21. Voor een proceskostenveroordeling bestaat geen aanleiding.
Deze uitspraak is gedaan door mr. J.J. Arts, rechter, in aanwezigheid van mr. L.J.E. Steijvers, griffier. De beslissing is in het openbaar uitgesproken op 26 april 2023.
griffier rechter
Afschrift verzonden aan partijen op:

Rechtsmiddel

Tegen deze uitspraak kunnen partijen binnen zes weken na verzending hoger beroep instellen bij het gerechtshof Den Haag (team belastingrecht), Postbus 20302,
2500 EH Den Haag.
Bij het instellen van het hoger beroep dient het volgende in acht te worden genomen:
1. bij het hoger beroepschrift wordt een afschrift van deze uitspraak overgelegd;
2. het hoger beroepschrift moet, indien het op papier wordt ingediend, ondertekend zijn.
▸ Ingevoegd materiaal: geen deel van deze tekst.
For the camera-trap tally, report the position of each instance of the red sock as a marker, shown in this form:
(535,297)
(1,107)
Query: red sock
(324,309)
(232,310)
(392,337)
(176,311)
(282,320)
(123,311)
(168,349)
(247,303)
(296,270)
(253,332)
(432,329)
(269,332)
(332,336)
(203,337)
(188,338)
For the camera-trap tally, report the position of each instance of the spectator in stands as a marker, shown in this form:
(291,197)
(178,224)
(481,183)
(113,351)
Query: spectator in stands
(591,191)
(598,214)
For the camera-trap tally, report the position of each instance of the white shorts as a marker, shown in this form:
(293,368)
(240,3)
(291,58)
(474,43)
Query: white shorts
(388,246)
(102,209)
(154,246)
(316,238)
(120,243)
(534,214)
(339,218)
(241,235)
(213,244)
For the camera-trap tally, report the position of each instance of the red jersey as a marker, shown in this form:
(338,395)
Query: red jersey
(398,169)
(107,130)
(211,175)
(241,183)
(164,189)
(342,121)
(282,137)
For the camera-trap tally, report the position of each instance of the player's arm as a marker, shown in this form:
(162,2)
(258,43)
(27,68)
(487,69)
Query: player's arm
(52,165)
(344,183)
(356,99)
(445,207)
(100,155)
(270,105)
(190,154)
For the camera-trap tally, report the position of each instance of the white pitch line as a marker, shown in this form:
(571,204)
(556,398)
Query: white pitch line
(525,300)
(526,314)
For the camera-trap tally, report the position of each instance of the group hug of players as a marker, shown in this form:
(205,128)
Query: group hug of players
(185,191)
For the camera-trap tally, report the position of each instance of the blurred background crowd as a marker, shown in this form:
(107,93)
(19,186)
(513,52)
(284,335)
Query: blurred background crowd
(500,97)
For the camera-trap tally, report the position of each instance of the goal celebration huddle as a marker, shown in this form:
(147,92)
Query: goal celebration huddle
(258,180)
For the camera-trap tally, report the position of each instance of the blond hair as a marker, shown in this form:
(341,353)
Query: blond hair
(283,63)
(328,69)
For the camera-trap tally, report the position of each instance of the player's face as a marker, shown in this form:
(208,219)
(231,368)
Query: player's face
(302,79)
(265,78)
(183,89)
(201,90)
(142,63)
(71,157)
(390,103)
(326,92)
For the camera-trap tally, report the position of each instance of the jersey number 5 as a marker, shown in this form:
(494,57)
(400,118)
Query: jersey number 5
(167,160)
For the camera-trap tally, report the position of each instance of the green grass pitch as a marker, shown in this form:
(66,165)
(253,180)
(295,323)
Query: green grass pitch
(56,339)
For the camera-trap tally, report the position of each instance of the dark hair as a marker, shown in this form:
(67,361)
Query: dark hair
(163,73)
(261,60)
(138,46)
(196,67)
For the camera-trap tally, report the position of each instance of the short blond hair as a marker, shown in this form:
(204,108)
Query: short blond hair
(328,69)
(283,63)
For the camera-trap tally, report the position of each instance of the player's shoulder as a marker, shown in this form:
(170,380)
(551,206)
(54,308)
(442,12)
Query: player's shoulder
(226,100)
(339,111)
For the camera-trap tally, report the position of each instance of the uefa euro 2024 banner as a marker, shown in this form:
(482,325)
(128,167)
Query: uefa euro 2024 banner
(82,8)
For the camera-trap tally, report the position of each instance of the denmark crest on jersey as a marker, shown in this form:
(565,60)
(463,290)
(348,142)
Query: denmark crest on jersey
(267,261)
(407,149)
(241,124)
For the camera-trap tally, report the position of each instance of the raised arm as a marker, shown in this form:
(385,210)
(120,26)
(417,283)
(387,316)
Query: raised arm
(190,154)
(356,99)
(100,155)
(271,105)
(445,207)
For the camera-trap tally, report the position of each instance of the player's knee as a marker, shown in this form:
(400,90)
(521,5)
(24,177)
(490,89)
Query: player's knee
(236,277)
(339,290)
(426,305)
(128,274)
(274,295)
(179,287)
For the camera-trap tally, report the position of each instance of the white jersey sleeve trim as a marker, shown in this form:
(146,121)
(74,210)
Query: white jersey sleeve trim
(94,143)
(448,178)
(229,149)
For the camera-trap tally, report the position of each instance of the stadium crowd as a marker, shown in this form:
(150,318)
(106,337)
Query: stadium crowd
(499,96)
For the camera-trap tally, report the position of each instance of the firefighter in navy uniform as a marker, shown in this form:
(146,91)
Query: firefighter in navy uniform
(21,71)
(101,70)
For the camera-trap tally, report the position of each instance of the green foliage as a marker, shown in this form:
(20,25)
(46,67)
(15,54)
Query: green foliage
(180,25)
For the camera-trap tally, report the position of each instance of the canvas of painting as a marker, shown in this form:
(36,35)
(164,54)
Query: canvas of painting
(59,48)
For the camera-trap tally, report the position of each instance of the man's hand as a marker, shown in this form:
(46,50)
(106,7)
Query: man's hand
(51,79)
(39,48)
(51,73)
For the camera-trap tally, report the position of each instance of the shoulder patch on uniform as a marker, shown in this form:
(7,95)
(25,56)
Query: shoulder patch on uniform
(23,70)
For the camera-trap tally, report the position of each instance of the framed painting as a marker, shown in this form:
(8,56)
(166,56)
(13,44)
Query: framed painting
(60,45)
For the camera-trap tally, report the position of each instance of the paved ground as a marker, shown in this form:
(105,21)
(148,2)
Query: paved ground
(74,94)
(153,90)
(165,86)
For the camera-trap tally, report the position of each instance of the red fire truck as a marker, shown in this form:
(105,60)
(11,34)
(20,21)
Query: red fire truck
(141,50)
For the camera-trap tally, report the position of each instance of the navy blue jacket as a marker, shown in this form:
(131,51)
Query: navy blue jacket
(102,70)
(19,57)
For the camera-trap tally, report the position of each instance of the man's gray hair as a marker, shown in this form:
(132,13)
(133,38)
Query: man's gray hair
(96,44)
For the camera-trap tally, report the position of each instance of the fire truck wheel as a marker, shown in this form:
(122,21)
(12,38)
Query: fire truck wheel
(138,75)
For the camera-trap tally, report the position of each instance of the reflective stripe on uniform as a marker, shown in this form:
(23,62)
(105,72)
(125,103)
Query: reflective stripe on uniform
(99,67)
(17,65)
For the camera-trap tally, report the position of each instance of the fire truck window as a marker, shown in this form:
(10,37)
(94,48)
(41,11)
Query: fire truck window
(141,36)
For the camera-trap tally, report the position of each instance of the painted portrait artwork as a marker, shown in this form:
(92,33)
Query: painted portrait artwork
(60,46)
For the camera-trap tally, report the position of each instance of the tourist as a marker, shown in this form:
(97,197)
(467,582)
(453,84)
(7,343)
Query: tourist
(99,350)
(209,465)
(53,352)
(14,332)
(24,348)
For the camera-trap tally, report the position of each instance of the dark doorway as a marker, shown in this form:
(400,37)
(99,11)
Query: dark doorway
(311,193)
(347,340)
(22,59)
Verder moet het ten minste het volgende vermelden:
a. de naam en het adres van de indiener;
b. de datum van verzending;
c. een omschrijving van de uitspraak waartegen het hoger beroep is ingesteld;
d. de redenen waarom u het niet eens bent met de uitspraak (de gronden van het hoger beroep).

Voetnoten

1.Vgl. Gerechtshof Den Haag 18 januari 2022, ECLI:NL:GHDHA:2022:53, overweging 5.1.
2.Kamerstukken II 1992/93, 22 885, nr. 3, blz. 44.
3.Gerechtshof ’s-Hertogenbosch 11 januari 2019, ECLI:NL:GHSHE:2019:78, overweging 4.9.
4.Kamerstukken II 1993/94, 22 885, nr. 36, blz. 44.
6.Vgl. HR 17 augustus 2018, ECLI:NL:HR:2018:1316.
7.Hoge Raad 22 april 2005, ECLI:NL:HR:2005:AO9006.
8.Hoge Raad, 19 februari 2016, ECLI:NL:HR:2016:252.